Y es que echaremos de menos al papa Francisco, mucho más de lo que seguramente nos podemos imaginar ahora.

A mediados del pasado mes de enero, una cierta casualidad hizo que me reencontrara con un viejo conocido, muy próximo al Santo Padre. Al preguntarle por cómo estaba el Papa me contestó: "bennino" (difícil traducirlo y se entiende perfectamente) "pero hay que tener en cuenta que tiene 88 años..." dijo. En aquellos momentos nadie pensaba en un desenlace próximo, y poco se podía pensar que una pregunta como aquella, del todo espontánea por mi parte, cogería tanto significado solo unas semanas después.

Con la muerte de Francisco se activa un complejo y antiguo mecanismo, secular, para la elección del nuevo Santo Padre. La confirmación de la muerte del Papa, la destrucción del Anillo del Pescador y el sellado de los Apartamentos Pontificios, la Sede Vacante, los funerales del Papa y la activación del cónclave, con la llegada de más de un centenar de cardenales electores de todo el mundo, que procederán a la elección del nuevo líder de la Iglesia católica. Y dentro de unas semanas, la fumata bianca y el Habemus papam con la proclamación del nuevo papa, su toma de posesión y el inicio del nuevo mandato.

A raíz del decreto que el mismo Francisco firmó el pasado noviembre, este procedimiento será menos pomposo que en los casos anteriores. Pero, en cualquier caso, el peso de la historia y la gravedad del momento planearán indefectiblemente sobre él.

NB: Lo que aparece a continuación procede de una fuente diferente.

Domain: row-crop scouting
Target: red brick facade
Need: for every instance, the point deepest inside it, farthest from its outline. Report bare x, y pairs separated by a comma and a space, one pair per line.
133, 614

Porque, como decía al inicio, en el turbio contexto actual, la elección del nuevo Santo Padre es más primordial que nunca. Y no lo es solo por el devenir de una institución como la Iglesia católica —con dos mil años de historia y unos mil cuatrocientos millones de seguidores—, sino que también lo es de cara a definir, o contrarrestar, las nuevas hegemonías de este mundo convulso y arriesgado en el que vivimos.